Evidence is now substantial that membrane segments besides H5 contribute to the pore of K+ channels. We found that substitution of the H5 region of Shaker B (ShB) with the corresponding sequence of NGK2 expressed channels which retained the single channel K+ conductance (gK+) of the host ShB channel. A reverse chimera with ShB H5 region transplanted into NGK2 also retained the gK+ of the host NGK2. Point mutations V443L+T449Y in ShB H5 converted internal tetraethylammonium (TEA) affinity to NGK2 values, and T449Y converted external TEA affinity and Rb+ conductance (gRb+) to NGK2 values.
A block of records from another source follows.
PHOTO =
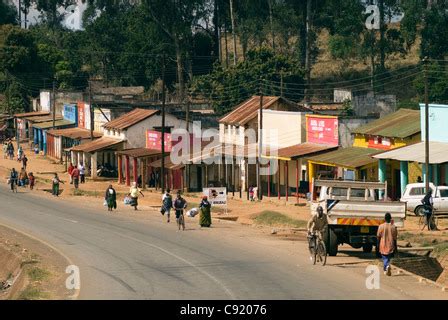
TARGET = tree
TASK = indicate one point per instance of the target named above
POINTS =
(7, 13)
(226, 87)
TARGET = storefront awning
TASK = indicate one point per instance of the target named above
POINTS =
(350, 158)
(97, 145)
(139, 152)
(168, 164)
(74, 133)
(298, 150)
(438, 153)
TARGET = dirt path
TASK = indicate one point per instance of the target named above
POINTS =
(41, 268)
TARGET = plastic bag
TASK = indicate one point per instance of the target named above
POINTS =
(192, 212)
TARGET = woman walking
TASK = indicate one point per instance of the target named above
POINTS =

In ShB, exchanging a short stretch of 9 amino acids located just past the transmembrane segment referred to as S6, post-S6+ produced a large increase in gK+ with no effect on internal or external TEA blockade. Within S6, 3 important residues for internal TEA blockade were identified. Thus, H5 determines external TEA blockade and both H5 and S6 may determine internal TEA blockade, but neither H5 nor S6 alone restored the donor gK+. However, chimeric channels in which H5, S6, and post-S6 were exchanged transferred gK+ of NGK2 to ShB or the gK+ of ShB to NGK2. Thus, contributions from H5, S6, and its cytoplasmic extension post-S6 make the pore of voltage-dependent Shaker K+ channels a polysegmental mosaic structure.